Is Nevada All-in with Medicaid-for-All?

Gov. Brian Sandoval receives a standing ovation at the conclusion of his state of the state address at the Legislative Building in Carson City, Nev., on Jan. 17, 2017. (Chase Stevens/Las Vegas Review-Journal via AP)

Nevada Assemblyman Mike Sprinkle (D) thinks he may have come up with a model for healthcare reform the nation could embrace.

Sprinkle’s idea only took four pages of paper to explain to his fellow legislators who approved the proposal June 2. He just wants to provide a Medicaid-style insurance program to everyone in Nevada, regardless of income.


“If we do this right, we potentially are going to be laying groundwork and framework for all the other states in the nation,” Sprinkle told the Nevada Independent.

By the end of the week, Sprinkle will find out if Gov. Brian Sandoval (R) feels the same way. Sandoval has until June 16 to veto Sprinkle’s legislation, sign it into law, or ignore it and let AB 374 become law without his signature.

Sprinkle wrote in an op-ed published by the Reno Gazette-Journal that his proposal was motivated by the underlying belief that “healthcare is a right — not a privilege,” as well as by what he called the GOP effort to tear down the healthcare reform created by former President Obama.

“They passed a healthcare bill that cuts coverage, increases costs and eliminates protections, despite bipartisan opposition,” Sprinkle wrote. “They ignored the 83 percent of Americans that made it loud and clear they did not support this bill.”

“The repeal of the ACA will undoubtedly leave millions of Americans uninsured—including some of the most infirm and poverty-stricken,” Sprinkle added.

However, Sprinkle also admitted that the way Nevada is doing healthcare, which he described as “antiquated and complicated,” just doesn’t work.

But Medicaid, he proclaimed is one of the “largest, if not the largest source of healthcare coverage in the United States” that already provides coverage for more than 300,000 Nevada residents.

Sprinkle’s Nevada Care Plan — if Gov. Sandoval signs the legislation — would give everyone in the state a chance to purchase a plan with Medicaid-like benefits on the private insurance market through the Silver State Health Insurance Exchange. Residents who qualify for Obamacare tax credits would be able to put those credits towards the purchase of Medicaid coverage.


The medical community’s reaction could be a problem for the Nevada Care Plan. As much as Sprinkle likes Medicaid, the collective wisdom is doctors don’t like the federal program.

“One out of every three physicians in this nation aren’t seeing Medicaid patients,” Health and Human Services Secretary Tom Price said. House Speaker Paul Ryan said, “More and more doctors just won’t take Medicaid.”

The Centers for Disease Control and Prevention’s National Center for Health Statistics showed 68.9 percent of physicians accepted new Medicaid patients in 2013, as compared to 83.7 percent who accepted new Medicare patients and 84.7 percent who welcomed new privately insured patients.

Lobbyists for hospitals in Nevada expressed what the Nevada Independent described as “reluctant opposition” to Sprinklecare.

“We’re supportive of that concept but concerned about reimbursements to the provider community,” Nevada Hospital Association lobbyist Bill Welch said.

There are still some major legislative housekeeping details to be worked out. For instance, the text of the bill doesn’t lay out any specifics on how the exchange would handle traditional deductibles and co-payments. And there has not been an estimate of how many Nevada residents might take advantage of the plan, nor does the legislation include the cost of the program. Nobody knows yet how much it would cost to sign up.

“Once the bill gets through the governor, we’re going to have a very active working group that will build off this framework to determine these things through regulation,” Sprinkle told Vox.


Sprinkle has reason to be optimistic. Gov. Sandoval issued a statement indicating his approval of the bill.

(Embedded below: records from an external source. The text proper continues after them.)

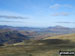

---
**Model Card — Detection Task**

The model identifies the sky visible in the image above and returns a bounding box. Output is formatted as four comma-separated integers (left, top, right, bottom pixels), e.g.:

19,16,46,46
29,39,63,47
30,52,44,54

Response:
0,0,75,27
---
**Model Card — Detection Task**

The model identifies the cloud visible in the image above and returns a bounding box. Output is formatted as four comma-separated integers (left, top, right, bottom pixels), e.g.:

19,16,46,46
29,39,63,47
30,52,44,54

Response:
50,4,73,9
52,12,70,16
56,22,75,24
0,21,25,23
0,11,29,19
0,15,28,19
50,4,61,9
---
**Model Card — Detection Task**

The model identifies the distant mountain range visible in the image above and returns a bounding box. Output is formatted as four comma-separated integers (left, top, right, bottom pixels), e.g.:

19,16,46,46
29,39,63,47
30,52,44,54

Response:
0,25,75,44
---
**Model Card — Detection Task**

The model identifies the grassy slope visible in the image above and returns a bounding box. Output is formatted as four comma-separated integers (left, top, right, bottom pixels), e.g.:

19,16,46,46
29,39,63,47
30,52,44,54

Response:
0,34,75,56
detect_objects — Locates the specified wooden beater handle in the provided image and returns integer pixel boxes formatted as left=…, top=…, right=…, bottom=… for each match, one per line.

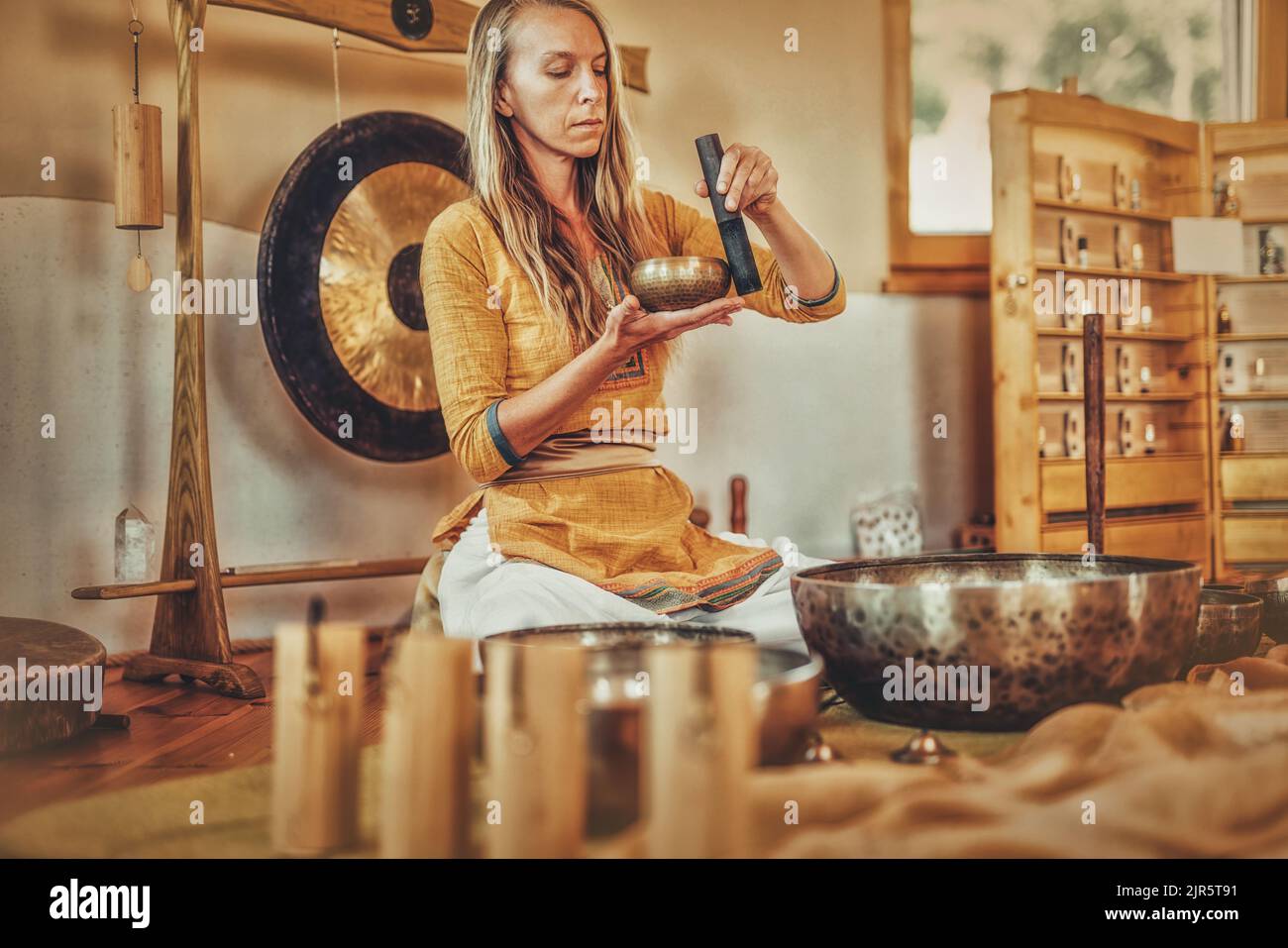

“I will review the final language this week and work with healthcare experts to evaluate how this would impact the current market, potential state costs and risks, make a determination if this is needed, and whether or not this is something that can be effectively implemented,” Sandoval said.

However, there would be one more hurdle to be cleared after a gubernatorial signature. The Trump administration would have to sign off on the idea, even as the White House tries to cut Medicaid funding by as much as $1.3 trillion.

But those details aside, as far as Sprinkle is concerned, the opportunity provided by the Nevada Care Plan is clear.

“Nevada has an opportunity to not only provide healthcare access to all Nevadans,” Sprinkle wrote, “but also establish itself as a pioneer in healthcare reform.”